In short, God himself ordered such a gene to be associated with aging.
In 2013, this became clear4: M. Hansen et al. were the first to show the direct involvement of a related TFEB gene in a nematode (ortholog), HLH-30 , in the regulation of longevity. They found that mutant worms with extended lifespans (modified for tor , eat-2 , daf-2 , clk , rsks-1 , and glp -1 , the life extension king genes) also had HLH-30 activated .
Overexpression in HLH-30 worms extended their lifespan by 20% compared to the control.
The team also documented increased TFEB protein levels in calorie-restricted mice compared to controls.
In a 2020 paper, R. Houtkooper and colleagues demonstrated that the reduction of mitochondrial translation by RNA interference targeting the mitochondrial ribosomal protein S5 ( mrps-5 ) in C. elegans increases lifespan. This happened due to activation of the mitochondrial response to misfolded proteins (UPR MT) and fragmentation of the mitochondrial network.
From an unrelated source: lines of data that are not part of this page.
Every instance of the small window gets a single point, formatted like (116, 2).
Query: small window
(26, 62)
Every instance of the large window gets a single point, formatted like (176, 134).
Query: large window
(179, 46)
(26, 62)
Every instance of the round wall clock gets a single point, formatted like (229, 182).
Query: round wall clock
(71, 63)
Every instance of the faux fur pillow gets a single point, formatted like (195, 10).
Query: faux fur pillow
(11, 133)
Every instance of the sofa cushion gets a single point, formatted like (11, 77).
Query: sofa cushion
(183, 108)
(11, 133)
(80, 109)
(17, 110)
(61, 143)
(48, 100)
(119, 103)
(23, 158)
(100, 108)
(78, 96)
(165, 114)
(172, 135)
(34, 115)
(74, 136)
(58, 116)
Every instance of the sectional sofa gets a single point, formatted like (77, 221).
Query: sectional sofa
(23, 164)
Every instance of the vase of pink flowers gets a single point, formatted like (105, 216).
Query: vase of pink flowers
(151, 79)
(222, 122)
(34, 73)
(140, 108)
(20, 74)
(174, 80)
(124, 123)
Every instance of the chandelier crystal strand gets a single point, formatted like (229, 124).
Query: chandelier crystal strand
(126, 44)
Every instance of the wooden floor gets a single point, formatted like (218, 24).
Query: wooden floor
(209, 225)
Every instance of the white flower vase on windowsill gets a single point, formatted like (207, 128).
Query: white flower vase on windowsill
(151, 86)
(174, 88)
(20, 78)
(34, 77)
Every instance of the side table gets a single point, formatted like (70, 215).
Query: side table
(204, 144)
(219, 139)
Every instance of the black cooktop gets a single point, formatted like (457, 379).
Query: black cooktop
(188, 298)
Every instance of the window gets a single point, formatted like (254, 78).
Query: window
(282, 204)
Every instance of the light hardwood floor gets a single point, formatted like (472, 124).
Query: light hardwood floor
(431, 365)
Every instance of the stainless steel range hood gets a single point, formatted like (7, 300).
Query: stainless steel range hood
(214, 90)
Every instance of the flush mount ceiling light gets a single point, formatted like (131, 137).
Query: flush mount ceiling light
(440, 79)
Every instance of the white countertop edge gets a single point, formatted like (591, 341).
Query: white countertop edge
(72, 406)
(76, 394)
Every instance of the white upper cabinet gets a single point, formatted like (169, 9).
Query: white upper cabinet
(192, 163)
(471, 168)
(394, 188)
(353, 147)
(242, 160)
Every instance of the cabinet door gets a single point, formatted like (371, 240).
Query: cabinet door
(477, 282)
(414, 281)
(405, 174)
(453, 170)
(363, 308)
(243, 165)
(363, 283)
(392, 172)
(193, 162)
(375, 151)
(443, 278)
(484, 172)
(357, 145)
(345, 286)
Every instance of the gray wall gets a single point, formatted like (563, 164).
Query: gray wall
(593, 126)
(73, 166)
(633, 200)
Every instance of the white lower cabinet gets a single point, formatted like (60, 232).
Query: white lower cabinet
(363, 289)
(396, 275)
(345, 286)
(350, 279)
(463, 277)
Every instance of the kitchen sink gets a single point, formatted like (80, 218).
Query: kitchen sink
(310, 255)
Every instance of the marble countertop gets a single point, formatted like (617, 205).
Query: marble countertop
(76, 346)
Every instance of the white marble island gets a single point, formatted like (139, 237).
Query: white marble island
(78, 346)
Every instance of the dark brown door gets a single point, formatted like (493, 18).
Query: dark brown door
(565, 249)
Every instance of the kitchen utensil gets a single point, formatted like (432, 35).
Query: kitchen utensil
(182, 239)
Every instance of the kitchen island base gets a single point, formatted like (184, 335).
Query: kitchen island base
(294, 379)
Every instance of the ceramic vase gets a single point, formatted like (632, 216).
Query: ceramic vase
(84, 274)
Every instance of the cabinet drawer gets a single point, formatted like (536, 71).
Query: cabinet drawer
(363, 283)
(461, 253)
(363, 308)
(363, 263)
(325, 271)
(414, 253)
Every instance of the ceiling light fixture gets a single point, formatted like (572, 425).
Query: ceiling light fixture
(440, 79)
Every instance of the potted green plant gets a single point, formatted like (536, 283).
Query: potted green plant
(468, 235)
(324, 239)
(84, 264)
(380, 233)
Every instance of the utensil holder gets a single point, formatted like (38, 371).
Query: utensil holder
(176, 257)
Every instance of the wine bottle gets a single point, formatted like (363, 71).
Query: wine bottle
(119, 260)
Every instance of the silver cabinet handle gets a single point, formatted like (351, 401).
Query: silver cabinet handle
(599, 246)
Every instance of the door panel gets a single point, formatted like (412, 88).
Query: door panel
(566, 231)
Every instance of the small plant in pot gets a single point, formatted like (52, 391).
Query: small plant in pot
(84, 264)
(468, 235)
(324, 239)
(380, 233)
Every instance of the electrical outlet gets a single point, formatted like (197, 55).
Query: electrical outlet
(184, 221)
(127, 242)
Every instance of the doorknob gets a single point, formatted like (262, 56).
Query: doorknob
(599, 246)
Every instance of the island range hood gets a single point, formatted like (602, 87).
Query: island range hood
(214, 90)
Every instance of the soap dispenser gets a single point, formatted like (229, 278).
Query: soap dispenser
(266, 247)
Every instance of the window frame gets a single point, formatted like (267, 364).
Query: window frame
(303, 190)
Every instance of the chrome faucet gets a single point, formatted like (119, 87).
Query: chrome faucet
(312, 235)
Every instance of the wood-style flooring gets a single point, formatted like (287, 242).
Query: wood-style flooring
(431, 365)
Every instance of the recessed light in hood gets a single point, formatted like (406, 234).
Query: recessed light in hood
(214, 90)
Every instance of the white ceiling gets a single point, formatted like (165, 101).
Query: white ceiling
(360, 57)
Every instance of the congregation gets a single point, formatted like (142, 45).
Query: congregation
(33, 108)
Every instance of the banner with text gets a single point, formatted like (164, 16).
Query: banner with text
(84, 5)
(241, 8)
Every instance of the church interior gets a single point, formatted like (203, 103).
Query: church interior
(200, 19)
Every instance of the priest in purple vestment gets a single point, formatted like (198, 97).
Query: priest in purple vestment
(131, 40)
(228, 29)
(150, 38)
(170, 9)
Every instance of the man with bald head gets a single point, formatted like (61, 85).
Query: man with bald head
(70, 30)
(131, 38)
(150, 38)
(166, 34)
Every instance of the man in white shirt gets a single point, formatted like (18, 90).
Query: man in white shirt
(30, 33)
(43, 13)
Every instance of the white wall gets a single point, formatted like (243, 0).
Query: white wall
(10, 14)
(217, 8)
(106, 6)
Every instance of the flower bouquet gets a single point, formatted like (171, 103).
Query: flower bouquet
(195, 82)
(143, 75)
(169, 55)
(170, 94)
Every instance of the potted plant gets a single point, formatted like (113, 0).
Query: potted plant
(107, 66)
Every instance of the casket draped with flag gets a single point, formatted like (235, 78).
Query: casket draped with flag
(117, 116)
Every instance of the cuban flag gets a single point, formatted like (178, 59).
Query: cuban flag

Characteristically, the increase in the lifespan of such worms depended on the activity of HLH-30 : its knockdown abolished life extension5.
In another study, scientists have shown that inhibition of the nuclear export mechanism enhances HLH-30 activity and autophagy, contributing to an increase in the lifespan of C. elegans and fruit flies6.
In addition, increased HLH-30-mediated autophagy made the worms more resistant to thermal and proteotoxic stres7.
Finally, C. Riedel and colleagues in their work showed8 that the TFEB orthologue , HLH-30 , affects life expectancy together with another transcription factor known for its effect on longevity, DAF-16 / FOXO . Together with it, contributing to stress resistance and an increase in life expectancy.
Well, as in the case of the previous CISD2 gene , TFEB also has a dual role in oncogenesis. It can both activate proapoptotic processes in response to DNA damage together with the oncosuppressor protein p53 and promote their survival by its overexpression in cancer cells9 10 11.
The picture is like this. The action of TFEB strongly depends on the stage and type of cells: in a healthy body, TFEB will protect against tissue degeneration, and in pathology it will protect degenerated cells.
Autophagy may play a detrimental role here. Lysosomal autophagy promotes cancer survival by breaking down toxic molecules and maintaining adequate nutrient intake.
Knockdown of TFEB reduces the viability of tumor cells while increasing caspase-3-dependent apoptosis.”
At the same time, its overexpression in macrophages is useful for clearing mutated cells. Tumor progression of breast cancer can be suppressed by overexpression of macrophage-specific TFEB by increasing the functional status of immune cells in the tumor microenvironment.
That is, in some cells in cancer , TFEB must be activated, while in others it must be suppressed.
Why doesn’t TFEB activate the self-destruction of cancer cells, if it can? Most likely, he does not see a large number of breakdowns in the DNA.
How to make TFEB aware that it is in a cancer cell? I dont know. Maybe something can mimic DNA breakage by binding to another oncogene. Well, this is our conjecture with you.